Michael Mann é um dos melhores realizadores da actualidade. Com discrição e atenção, Mann é um verdadeiro estudioso que foi desenvolvendo ao longo dos anos a sua apuradíssima técnica visual que torna qualquer filme seu um prodígio a este nível. Mas Michael Mann não se fica pela fruição artística, conciliando o seu talento com argumentos sólidos e produzindo assim alguns dos melhores filmes dos últimos anos. O exemplo mais recente (até ao ano de estreia de "Miami Vice") foi o brilhante "Colateral" (crítica aqui), que nos mostrou o lado mais negro de Tom Cruise. Mas em "Miami Vice", Mann espalha-se ao comprido. O embrulho é muito bonito e polido, como só Mann sabe fazer, mas o presente é verdadeiramente medíocre.

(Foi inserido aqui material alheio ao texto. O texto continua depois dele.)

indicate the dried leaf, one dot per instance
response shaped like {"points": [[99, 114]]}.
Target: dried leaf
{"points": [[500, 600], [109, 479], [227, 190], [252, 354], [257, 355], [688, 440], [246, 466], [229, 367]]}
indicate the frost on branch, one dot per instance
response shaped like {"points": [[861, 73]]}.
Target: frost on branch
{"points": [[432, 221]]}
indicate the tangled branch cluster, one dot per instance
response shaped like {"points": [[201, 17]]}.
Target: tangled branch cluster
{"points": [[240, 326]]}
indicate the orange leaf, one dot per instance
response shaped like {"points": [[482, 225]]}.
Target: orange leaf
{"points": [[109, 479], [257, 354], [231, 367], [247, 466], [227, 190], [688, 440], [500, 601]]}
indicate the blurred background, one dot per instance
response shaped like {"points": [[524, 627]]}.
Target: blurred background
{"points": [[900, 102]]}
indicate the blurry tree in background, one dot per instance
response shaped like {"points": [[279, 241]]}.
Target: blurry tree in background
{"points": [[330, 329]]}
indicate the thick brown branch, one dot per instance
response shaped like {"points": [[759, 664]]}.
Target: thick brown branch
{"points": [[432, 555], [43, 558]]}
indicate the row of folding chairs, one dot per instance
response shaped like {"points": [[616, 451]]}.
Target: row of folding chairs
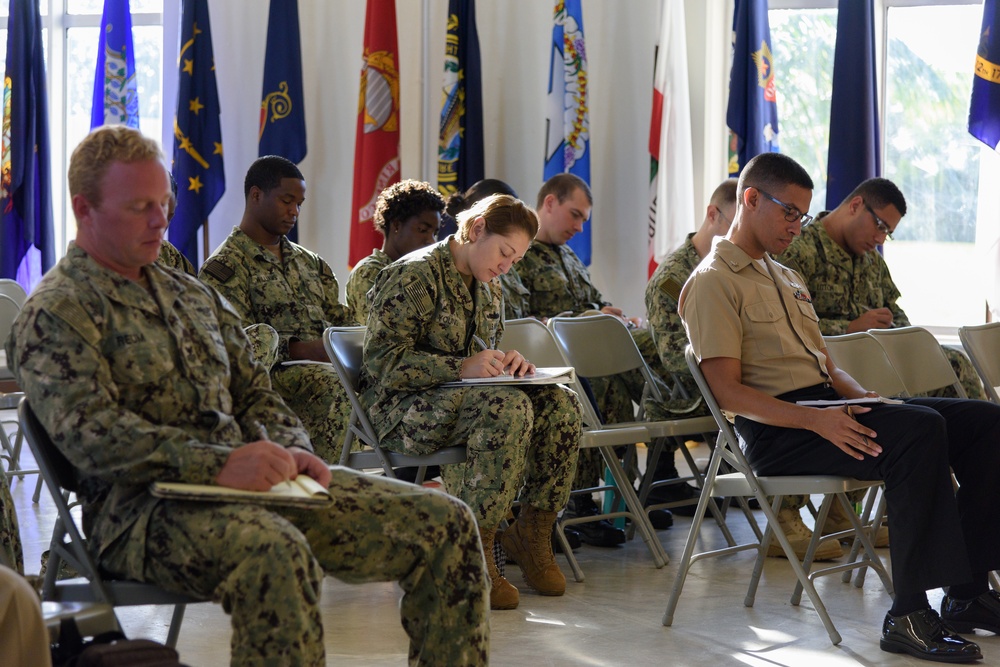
{"points": [[596, 346]]}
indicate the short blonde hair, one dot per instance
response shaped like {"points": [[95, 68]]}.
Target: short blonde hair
{"points": [[503, 214], [94, 155]]}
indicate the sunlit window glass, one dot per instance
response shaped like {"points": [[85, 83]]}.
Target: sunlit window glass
{"points": [[803, 42], [931, 156]]}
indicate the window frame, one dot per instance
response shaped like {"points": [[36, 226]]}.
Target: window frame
{"points": [[56, 22]]}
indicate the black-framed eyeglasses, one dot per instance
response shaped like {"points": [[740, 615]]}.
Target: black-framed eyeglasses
{"points": [[883, 228], [724, 217], [792, 214]]}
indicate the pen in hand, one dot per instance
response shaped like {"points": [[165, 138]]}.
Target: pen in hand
{"points": [[482, 343]]}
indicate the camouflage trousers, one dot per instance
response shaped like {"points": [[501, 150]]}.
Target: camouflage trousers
{"points": [[514, 436], [266, 566], [263, 343], [10, 537], [314, 393]]}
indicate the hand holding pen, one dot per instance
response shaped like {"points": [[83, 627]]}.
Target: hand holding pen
{"points": [[491, 363]]}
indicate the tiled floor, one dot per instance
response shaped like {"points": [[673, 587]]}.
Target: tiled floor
{"points": [[613, 618]]}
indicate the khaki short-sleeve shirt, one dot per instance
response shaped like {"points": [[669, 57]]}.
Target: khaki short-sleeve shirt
{"points": [[761, 315]]}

"Miami Vice" é um poço de coolness. Nas roupas, nos acessórios, nos visuais, no tom de voz, na forma de andar. Michael Mann filma de forma irrepreensível, com planos brilhantes que nos aproximam dos actores e desconstroem a noite com uma mestria inegável. Dá-nos ainda aqueles pormenores que valem por um filme, verdadeiros traços de humildade e humanismo que conquistam qualquer alma. Não há como o negar: atrás das câmaras, Michael Mann é um dos melhores da actualidade e a prová-lo estão inúmeras sequências: a noite passada por Sonny e Isabella ou a fabulosa, embora escusada, sequência inicial.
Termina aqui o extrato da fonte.